For those of you who have never witnessed a firefighting scene, the LAFD operates like clockwork and the amount of diligent and spontaneous teamwork demonstrated is something that just has to be seen to be believed.

That entire stretch of the north side of Adams Blvd. from La Brea Ave. to Redondo Ave. is slated to be redeveloped into a large retail development with a public open space element. It is part of the City of Los Angeles' Community Redevelopment Agency Mid-City Recovery Redevelopment Project.

4 comments:

Ed Padgett said...

Militant,

Now you’re aging yourself with talk of bulletin board systems.

I was the sysop (system operator) of a Wildcat BBS many years gone past, and the user parties grew from a dozen users to over one hundred every other month, which made me move the parties from the pizza parlor to the local park.

My computer at the time was a powerful IBM AT, running under DOS 3.3, with real floppy drives (5.25), and my users connected at the lightning speed of 2400 baud with dialup connections.

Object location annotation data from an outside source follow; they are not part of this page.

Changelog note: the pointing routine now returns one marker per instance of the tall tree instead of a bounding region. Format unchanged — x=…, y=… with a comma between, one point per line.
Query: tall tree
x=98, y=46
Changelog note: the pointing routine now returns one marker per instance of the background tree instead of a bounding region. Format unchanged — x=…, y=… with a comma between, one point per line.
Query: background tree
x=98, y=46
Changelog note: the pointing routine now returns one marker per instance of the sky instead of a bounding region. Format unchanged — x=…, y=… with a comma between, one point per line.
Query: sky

As an example for younger users, a one-megabyte text file would take one hour to download; today that same file takes a matter of seconds to transfer.

Blogging has turned back the clock as users get together for different events, and I’m certain our paths will cross one day soon.

Militant Angeleno said...

Ed: O RLY! Which one? The Militant (not yet known as the Militant at the time) was once a member of many Wildcat-based BBSes.
Many of the Militant's operatives (over age 30, that is), got their online training wheels in the BBS world, so "e-mail" was already a familiar concept when they got on the Net. The Internet was first introduced to the Militant by a college professor (not his) who told him that he could chat and email people on the other side of the world. The Militant found that extremely hard to believe initially.

Yes, I'm sure our paths will cross, but you will never know it is me.

Ed Padgett said...

We may have already met? I ran Child's Play BBS out of La Puente. Ring a bell yet?

While at the Media Bistro party at the beginning of the year I was informed there is a movie about BBS's. I'll watch it one day?

If you knew me back in the day I used my middle name, Doug, but after my divorce I started using my first name.

Back to work for myself.

Anonymous said...

Duuuude! I saw the fire on my way home from work that night.